2. Whirlpool Corporation (WHR)
- Dividend Yield: 7.1%
- Gurus Say: Okay, I know what you're thinking: “Whirlpool? Isn't that a cyclical stock?” You bet it is! But that's precisely why it's on our list. As Sure Dividend notes, the cyclical nature of WHR's business makes it especially sensitive to interest rate changes. And with the Fed poised to cut rates, this could be a powerful catalyst for growth, pushing the stock (and your dividends) higher! The recent dip in earnings presents a prime buying opportunity for savvy investors who recognize the potential for a turnaround.
3. Enterprise Products Partners (EPD)
- Dividend Yield: 7.2%
- Gurus Say: Energy infrastructure, like pipelines and storage facilities, is essential, no matter what the economy's doing. And EPD is a heavyweight in the space. As Sure Dividend notes, “These assets collect fees based on volumes of materials transported and stored.” This steady, fee-based income stream is exactly what we're looking for. Their recent 5% distribution increase further demonstrates their commitment to rewarding unitholders. While the company did miss earnings estimates last quarter, it boosted its distribution by 5%. So it's a short-term setback with long-term upside potential.
4. Altria Group (MO)
- Dividend Yield: 7.5%
- Gurus Say: Altria, the tobacco giant, is reinventing itself for the future. Yes, cigarette sales are declining. But as Sure Dividend points out, “Altria is much more than a traditional tobacco company today.” Their strategic investments in e-cigarettes (JUUL) and cannabis (Cronos Group) give them a strong foothold in high-growth, alternative nicotine markets. This diversification will provide a critical hedge against declining cigarette sales. The company posted a 7.5% dividend yield even as it missed recent earnings estimates and lowered its guidance, making this a prime buying opportunity for value investors.
5. Western Union (WU)
- Dividend Yield: 7.7%
- Gurus Say: Worried about a global slowdown? Western Union isn't. While their recent earnings report showed a decline in revenue, it also highlighted a crucial trend: growth in their branded, digital money transfer business. This shift to digital signifies a leaner, more efficient, and ultimately more PROFITABLE future for Western Union. While WU hasn't raised its dividend in a while, its 7.7% yield is very attractive for a company adapting to the changing financial landscape!
6. MPLX LP (MPLX)
- Dividend Yield: 8.1%
- Gurus Say: Midstream energy companies play an essential role in getting oil and gas from producers to consumers. As Sure Dividend emphasizes, MPLX “has generated strong growth since the coronavirus pandemic ended.” Their recent 8% growth in adjusted EBITDA and a healthy distribution coverage ratio of 1.6 demonstrate their financial resilience and commitment to paying out substantial dividends!
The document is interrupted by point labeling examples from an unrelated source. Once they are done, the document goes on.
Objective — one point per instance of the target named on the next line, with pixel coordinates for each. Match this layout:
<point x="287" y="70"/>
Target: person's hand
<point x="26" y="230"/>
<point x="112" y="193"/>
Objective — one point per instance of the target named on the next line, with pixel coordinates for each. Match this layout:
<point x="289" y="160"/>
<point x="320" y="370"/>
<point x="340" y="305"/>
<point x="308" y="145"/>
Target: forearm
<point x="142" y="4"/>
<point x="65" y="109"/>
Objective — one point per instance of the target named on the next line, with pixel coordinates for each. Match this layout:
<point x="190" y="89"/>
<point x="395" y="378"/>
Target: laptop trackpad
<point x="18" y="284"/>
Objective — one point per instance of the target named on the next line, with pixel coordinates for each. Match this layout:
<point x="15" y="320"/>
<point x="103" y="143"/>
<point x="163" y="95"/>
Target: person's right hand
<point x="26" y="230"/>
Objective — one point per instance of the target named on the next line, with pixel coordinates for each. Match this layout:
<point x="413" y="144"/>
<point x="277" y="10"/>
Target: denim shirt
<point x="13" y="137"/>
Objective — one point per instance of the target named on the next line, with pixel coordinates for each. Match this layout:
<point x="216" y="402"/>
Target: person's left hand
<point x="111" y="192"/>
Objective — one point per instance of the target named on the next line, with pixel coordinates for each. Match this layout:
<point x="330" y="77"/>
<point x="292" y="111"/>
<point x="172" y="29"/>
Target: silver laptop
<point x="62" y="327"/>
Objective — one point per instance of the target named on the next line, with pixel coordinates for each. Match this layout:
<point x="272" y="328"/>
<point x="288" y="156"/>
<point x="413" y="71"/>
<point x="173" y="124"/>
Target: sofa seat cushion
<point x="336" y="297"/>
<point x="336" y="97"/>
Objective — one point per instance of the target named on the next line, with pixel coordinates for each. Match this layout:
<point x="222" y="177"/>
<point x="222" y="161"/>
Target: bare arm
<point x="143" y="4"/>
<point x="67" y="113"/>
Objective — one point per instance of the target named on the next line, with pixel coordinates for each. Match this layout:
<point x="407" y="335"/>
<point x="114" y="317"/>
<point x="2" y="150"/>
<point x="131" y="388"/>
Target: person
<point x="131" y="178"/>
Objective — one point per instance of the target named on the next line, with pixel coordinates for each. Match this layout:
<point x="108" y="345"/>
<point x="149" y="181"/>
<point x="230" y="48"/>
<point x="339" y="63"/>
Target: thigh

7. Walgreens Boots Alliance (WBA)
- Dividend Yield: 11.1%
- Gurus Say: Okay, here's the real contrarian play: Walgreens! Sure, the pharmacy giant’s earnings took a hit last quarter. But with a massive restructuring and cost-cutting plan underway AND a whopping 11.1% yield, this could be the ultimate contrarian income play. Walgreens is a company in transition, and their deep commitment to returning value to shareholders through a double-digit dividend signals confidence for the future!
Bottom Line: Don't let the tech selloff scare you. It's actually creating the PERFECT BUYING OPPORTUNITY for income investors. Now is the time to load up on high-quality companies paying 7%+ yields, so your income is safe and secure.